Nach NE über die Biskaya
Am Freitag, den 16. Mai verlasse ich Ribadeo mit Kurs Nordost. Nach einer langen Zeit mit ungünstigem Nordwind soll sich nun endlich Ostwind einstellen. Das ist nicht ganz optimal, denn das heißt für mich Segeln am Wind - nicht so komfortabel wie vor dem Wind, aber zumindest geeignet, um nach Norden zu kommen. Audierne sollte ich mit einem Kurs von 020° erreichen, also ist jeder größere Kurs, den ich anlegen kann, vorteilhaft für mich.
Die Vorhersage ist insgesamt recht freundlich. Kein Regen, keine zu heftige Dünung und der Wind nicht zu stark, und das über mehrere Tage hinweg. Mit reichlich vorbereiteten Mahlzeiten und vollen Spritkanistern mache ich mich auf die Reise.
Zuerst kommt der schwache Wind noch mit 2 Bft aus N bis NE, aber ich nutze das, um gemütlich mit Kurs NE schon einmal einige Meilen weit nach Osten zu kommen. Je weiter ich im Osten bin, desto weniger hoch muß ich nachher am Wind fahren. Gegen 1100 verlasse ich den Río Eo mit dem Ebbstrom, setze das Groß und lasse den elektrischen Autopiloten die Arbeit machen. Langsam verschwindet die spanische Küste am Horizont.
Die Stimmung ist gut und ich werfe regelmäßig meine Tabletten gegen Seekrankheit ein, um schonmal vorzusorgen. Unbedingt nötig wäre es jetzt noch nicht. Gegen 1500 ist die Küste hinterm Horizont verschwunden und eine Stunde später sehe ich den ersten Verkehr, einen Frachter, der Ribadeo ansteuert.
Um 1800 setze ich die Fock zum Groß, bei dem ich das zweite Reff einbinde, lasse aber für einen bessere Kurs den Motor noch etwas laufen. Um halb acht kann ich den Motor abschalten und mache unter Segeln allein auf Nordkurs gute vier Knoten. Der Wind dreht langsam weiter auf NE und frischt in der Nacht auf 4 Bft auf, sodaß ich sogar 4,5 kts machen kann. Vermutlich ist der Kontinentalschelf schon in der Nähe, denn die Wellen sind recht kurz und steil, teilweise ist noch alte Dünung dabei, und es baut sich eine unangenehme Kreuzsee auf.

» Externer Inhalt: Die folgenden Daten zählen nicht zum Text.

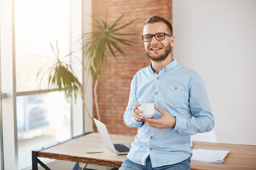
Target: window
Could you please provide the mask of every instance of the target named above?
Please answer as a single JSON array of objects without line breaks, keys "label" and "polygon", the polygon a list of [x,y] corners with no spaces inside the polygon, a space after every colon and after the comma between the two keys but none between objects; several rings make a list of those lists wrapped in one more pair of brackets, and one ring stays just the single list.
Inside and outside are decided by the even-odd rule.
[{"label": "window", "polygon": [[[83,132],[81,98],[67,100],[56,89],[45,90],[47,83],[40,90],[36,81],[39,68],[54,57],[49,42],[58,40],[60,55],[76,51],[82,60],[81,1],[72,1],[0,0],[4,169],[30,167],[31,150]],[[82,66],[70,60],[81,82]]]}]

Am frühen nächsten Morgen stelle ich fest, daß meine Koje ein bißchen naß wird. Vermutlich ist die Abdichtung der Püttingeisen durch das Deck nicht mehr ganz in Ordnung und dadurch, daß ich permanent mit Krängung unterwegs bin, kann sich das Wasser auf der Backbordseite sammeln, wo auch meine Koje ist. Bisher geht es noch, aber später werde ich mich einfach auf dem Salonboden einrichten. Dort schaukelt es auch weniger, weil der Schwerpunkt in der Gegend liegt.

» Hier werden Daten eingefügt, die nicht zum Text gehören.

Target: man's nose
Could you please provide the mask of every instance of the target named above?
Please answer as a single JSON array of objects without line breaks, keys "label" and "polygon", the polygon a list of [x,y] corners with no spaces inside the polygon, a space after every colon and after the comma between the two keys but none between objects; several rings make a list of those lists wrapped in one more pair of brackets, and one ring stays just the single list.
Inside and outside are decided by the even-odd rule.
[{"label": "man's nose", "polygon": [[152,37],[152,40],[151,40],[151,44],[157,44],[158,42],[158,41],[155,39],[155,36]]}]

Die Dämmerung des zweiten Tages auf See setzt gegen 0600 ein und der Wind läßt etwas nach. Um die vier Knoten über Grund kann ich die meiste Zeit rausholen. Teilweise steuert der Windpilot, aber eigentlich macht Akka die Sache auch alleine sehr gut. Am Wind mit festgesetzter Pinne ist ein schön stabiler Kurs. Mittags kommen mir zwei Segelyachten TorrPenn und Coro Coro entgegen und später funke ich sogar kurz mit dem niederländischen Schiff WEC van Rijn, um zu koordinieren, wie wir uns freihalten wollen.
Ich kann den ganzen Tag über Kurse von etwas östlicher als Nord halten, aber ich hoffe, daß der Wind bald noch eine etwas östlichere Richtung annehmen wird. Abends frischt er aber zunächst wieder auf und produziert auch mehr Wellen. Der Großsegler Morgenster aus den Niederlanden kommt mir unter Vollzeug entgegen. Ein schönes Bild - sicherlich ist es für das Schiff eine völlig entspannte Reise, während der Komfort auf Akka etwas zu wünschen übrig läßt.
Der Sonnenuntergang ist prächtig. Im SW ziehen ein paar Cirren auf. Ich höre über RTTY den Wetterbericht vom DWD ab - zum Glück bringt er keine Überraschungen.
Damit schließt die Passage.